Podejrzaną nakładkę zauważyła 3 lutego pracownica banku podczas codziennej kontroli bankomatu. O swoich spostrzeżeniach poinformowała policję. Funkcjonariusze zabezpieczyli urządzenie. Sprawdzili też monitoring. Widać na nim dwóch mężczyzn z naciągniętymi na twarz szalikami i czapkami. Instalują w bankomacie podłużną nakładkę i po minucie się oddalają.
- Dwaj nieznani mężczyźni wykradali dane z kart płatniczych podczas wykonywania przez klientów transakcji w bankomacie, stosując skimmery czyli tzw. nakładki.

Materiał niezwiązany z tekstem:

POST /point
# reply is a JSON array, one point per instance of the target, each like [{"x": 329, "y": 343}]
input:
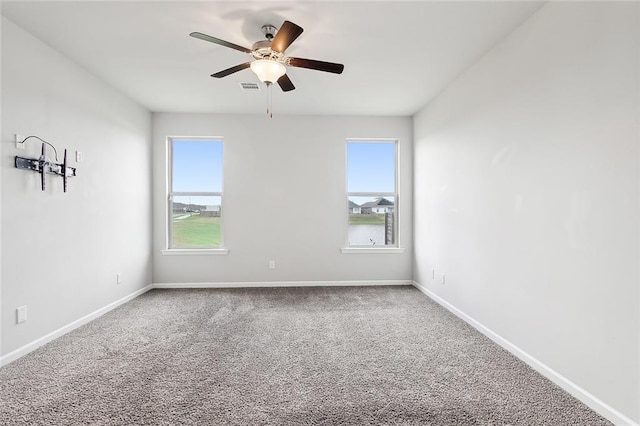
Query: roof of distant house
[{"x": 378, "y": 202}]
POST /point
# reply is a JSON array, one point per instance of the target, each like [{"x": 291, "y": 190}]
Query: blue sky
[
  {"x": 197, "y": 166},
  {"x": 371, "y": 167}
]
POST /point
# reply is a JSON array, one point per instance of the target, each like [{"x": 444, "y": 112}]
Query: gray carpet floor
[{"x": 282, "y": 356}]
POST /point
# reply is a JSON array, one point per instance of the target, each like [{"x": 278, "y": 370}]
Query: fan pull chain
[{"x": 269, "y": 101}]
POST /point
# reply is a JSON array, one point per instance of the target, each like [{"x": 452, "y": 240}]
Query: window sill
[
  {"x": 377, "y": 250},
  {"x": 195, "y": 252}
]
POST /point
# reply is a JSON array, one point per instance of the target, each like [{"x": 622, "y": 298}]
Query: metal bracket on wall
[{"x": 43, "y": 166}]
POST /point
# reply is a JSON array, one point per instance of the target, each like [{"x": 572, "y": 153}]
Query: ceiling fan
[{"x": 269, "y": 60}]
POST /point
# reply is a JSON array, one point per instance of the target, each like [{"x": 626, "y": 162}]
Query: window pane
[
  {"x": 371, "y": 166},
  {"x": 371, "y": 221},
  {"x": 197, "y": 166},
  {"x": 196, "y": 221}
]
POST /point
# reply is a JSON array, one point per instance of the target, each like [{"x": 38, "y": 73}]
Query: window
[
  {"x": 372, "y": 194},
  {"x": 195, "y": 194}
]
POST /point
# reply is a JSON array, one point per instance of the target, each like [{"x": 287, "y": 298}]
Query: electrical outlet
[
  {"x": 19, "y": 141},
  {"x": 21, "y": 314}
]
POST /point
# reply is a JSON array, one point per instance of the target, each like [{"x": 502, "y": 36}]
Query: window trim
[
  {"x": 362, "y": 249},
  {"x": 172, "y": 251}
]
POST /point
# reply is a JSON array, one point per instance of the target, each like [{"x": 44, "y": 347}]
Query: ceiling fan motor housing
[{"x": 269, "y": 31}]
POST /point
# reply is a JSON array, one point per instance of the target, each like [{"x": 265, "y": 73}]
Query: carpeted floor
[{"x": 282, "y": 356}]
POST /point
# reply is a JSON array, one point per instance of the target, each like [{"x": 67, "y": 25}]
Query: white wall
[
  {"x": 284, "y": 199},
  {"x": 526, "y": 195},
  {"x": 61, "y": 251}
]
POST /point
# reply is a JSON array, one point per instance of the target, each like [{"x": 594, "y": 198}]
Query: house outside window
[
  {"x": 195, "y": 193},
  {"x": 372, "y": 194}
]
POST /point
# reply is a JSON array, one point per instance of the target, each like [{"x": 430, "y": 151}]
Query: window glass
[
  {"x": 195, "y": 199},
  {"x": 371, "y": 193}
]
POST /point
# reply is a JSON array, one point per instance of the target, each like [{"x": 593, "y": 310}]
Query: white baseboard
[
  {"x": 576, "y": 391},
  {"x": 283, "y": 284},
  {"x": 29, "y": 347}
]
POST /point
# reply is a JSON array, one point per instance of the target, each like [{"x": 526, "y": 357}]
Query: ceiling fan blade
[
  {"x": 220, "y": 42},
  {"x": 231, "y": 70},
  {"x": 316, "y": 65},
  {"x": 286, "y": 35},
  {"x": 285, "y": 83}
]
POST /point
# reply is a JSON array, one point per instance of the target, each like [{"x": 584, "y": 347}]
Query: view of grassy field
[
  {"x": 366, "y": 219},
  {"x": 196, "y": 231}
]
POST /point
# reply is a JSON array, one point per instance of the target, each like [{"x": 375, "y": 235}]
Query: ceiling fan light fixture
[{"x": 268, "y": 71}]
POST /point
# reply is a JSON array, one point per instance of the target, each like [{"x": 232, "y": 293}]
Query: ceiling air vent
[{"x": 250, "y": 87}]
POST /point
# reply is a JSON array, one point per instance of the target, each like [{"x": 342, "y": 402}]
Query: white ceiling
[{"x": 397, "y": 55}]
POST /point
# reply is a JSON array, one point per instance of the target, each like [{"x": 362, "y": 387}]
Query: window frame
[
  {"x": 170, "y": 195},
  {"x": 395, "y": 247}
]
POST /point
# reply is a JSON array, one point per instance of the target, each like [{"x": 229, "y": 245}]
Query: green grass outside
[
  {"x": 366, "y": 219},
  {"x": 196, "y": 231}
]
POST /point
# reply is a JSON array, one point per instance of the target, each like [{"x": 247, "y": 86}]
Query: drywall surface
[
  {"x": 526, "y": 195},
  {"x": 61, "y": 251},
  {"x": 284, "y": 198}
]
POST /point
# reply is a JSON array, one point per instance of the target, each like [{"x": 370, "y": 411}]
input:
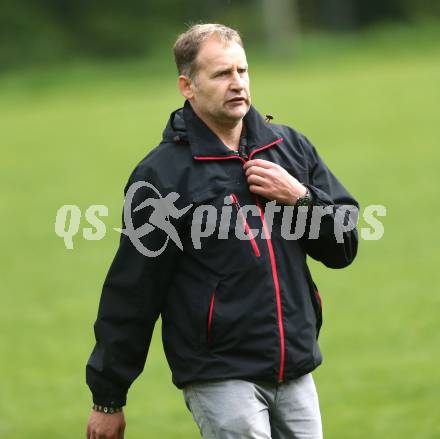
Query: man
[{"x": 240, "y": 317}]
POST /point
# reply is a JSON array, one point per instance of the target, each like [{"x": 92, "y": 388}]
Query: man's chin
[{"x": 238, "y": 113}]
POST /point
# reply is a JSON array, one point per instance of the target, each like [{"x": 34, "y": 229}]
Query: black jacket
[{"x": 232, "y": 308}]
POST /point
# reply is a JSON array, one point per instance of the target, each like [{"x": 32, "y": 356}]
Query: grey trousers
[{"x": 238, "y": 409}]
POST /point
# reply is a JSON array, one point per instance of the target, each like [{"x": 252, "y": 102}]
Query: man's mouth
[{"x": 237, "y": 100}]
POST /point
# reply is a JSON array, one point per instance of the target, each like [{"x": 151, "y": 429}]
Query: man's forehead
[{"x": 214, "y": 53}]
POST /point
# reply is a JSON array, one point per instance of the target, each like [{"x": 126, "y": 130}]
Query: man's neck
[{"x": 228, "y": 134}]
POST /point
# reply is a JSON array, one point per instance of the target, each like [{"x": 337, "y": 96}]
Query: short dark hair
[{"x": 187, "y": 45}]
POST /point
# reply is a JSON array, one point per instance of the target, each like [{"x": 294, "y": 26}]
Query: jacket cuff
[{"x": 110, "y": 401}]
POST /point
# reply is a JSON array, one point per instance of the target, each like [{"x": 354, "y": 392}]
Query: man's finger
[
  {"x": 256, "y": 179},
  {"x": 258, "y": 170},
  {"x": 259, "y": 190}
]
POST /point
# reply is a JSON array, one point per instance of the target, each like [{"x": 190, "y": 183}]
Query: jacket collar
[{"x": 204, "y": 143}]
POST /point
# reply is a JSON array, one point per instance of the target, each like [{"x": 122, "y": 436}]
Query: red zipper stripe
[
  {"x": 210, "y": 313},
  {"x": 277, "y": 292},
  {"x": 247, "y": 230},
  {"x": 264, "y": 147},
  {"x": 230, "y": 157},
  {"x": 271, "y": 255}
]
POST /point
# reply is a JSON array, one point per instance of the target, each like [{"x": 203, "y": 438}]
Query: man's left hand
[{"x": 273, "y": 182}]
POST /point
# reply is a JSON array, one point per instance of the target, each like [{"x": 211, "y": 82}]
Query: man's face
[{"x": 220, "y": 92}]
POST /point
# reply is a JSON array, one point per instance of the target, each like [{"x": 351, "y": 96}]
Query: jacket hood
[{"x": 184, "y": 127}]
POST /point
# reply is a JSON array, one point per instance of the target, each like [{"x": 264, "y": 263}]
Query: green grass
[{"x": 72, "y": 134}]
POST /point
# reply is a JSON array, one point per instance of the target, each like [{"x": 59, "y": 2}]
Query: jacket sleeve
[
  {"x": 131, "y": 300},
  {"x": 331, "y": 239}
]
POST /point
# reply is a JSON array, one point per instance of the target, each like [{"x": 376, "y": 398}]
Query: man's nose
[{"x": 237, "y": 82}]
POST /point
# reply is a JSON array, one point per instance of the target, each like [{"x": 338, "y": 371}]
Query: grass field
[{"x": 72, "y": 134}]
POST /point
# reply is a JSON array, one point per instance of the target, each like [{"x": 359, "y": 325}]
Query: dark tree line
[{"x": 33, "y": 31}]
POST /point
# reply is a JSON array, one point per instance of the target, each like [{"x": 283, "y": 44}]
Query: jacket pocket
[{"x": 246, "y": 227}]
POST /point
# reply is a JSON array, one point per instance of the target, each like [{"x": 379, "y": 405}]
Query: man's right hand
[{"x": 106, "y": 426}]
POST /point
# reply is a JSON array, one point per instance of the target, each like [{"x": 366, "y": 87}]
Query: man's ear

Za ich pomocą skanowane były paski magnetyczne kart bankomatowych, a umieszczona w specjalnie zamontowanej listwie kamera, zapisywała numery PIN od używanych w tym czasie kart – tłumaczy sierż. sztab. Agnieszka Zaworska, rzeczniczka prasowa Komendy Powiatowej Policji w Jarocinie.
Dla przeciętnego użytkownika bankomatu, te urządzenia były wręcz nierozpoznawalne i budziły żadnych podejrzeń. Policjanci najpierw zabezpieczyli urządzenie, a potem obserwowali bankomat, bo wiedzieli, że po jakimś czasie mężczyźni wrócą po swoje urządzenia. I wrócili, około 2.00 w nocy już 4 lutego. Zostali zatrzymani. To dwaj 20-latkowie z terenu powiatu jarocińskiego. Jeszcze tego samego dnia podejrzani zostali przesłuchani w związku z pozyskiwaniem danych i podrabianiem kart płatniczych w celu kradzieży pieniędzy z kont bankowych. Grozi im do 5 lat więzienia. Żaden z mężczyzn nie był nigdy karany.
Przy każdym skorzystaniu z bankomatu, powinniśmy zachować szczególną ostrożność.
- Podchodząc do bankomatu warto sprawdzić, czy czytnik kart i klawiatura nie odbiegają wyglądem od całości oraz czy do bankomatu nie zostały przymocowane podejrzane urządzenia. W razie wątpliwości należy o tym fakcie poinformować pracownika banku i poprosić o sprawdzenie. Wpisując kod PIN bezwzględnie należy zasłonić klawiaturę ręką – sierż. sztab. przestrzega Agnieszka Zaworska.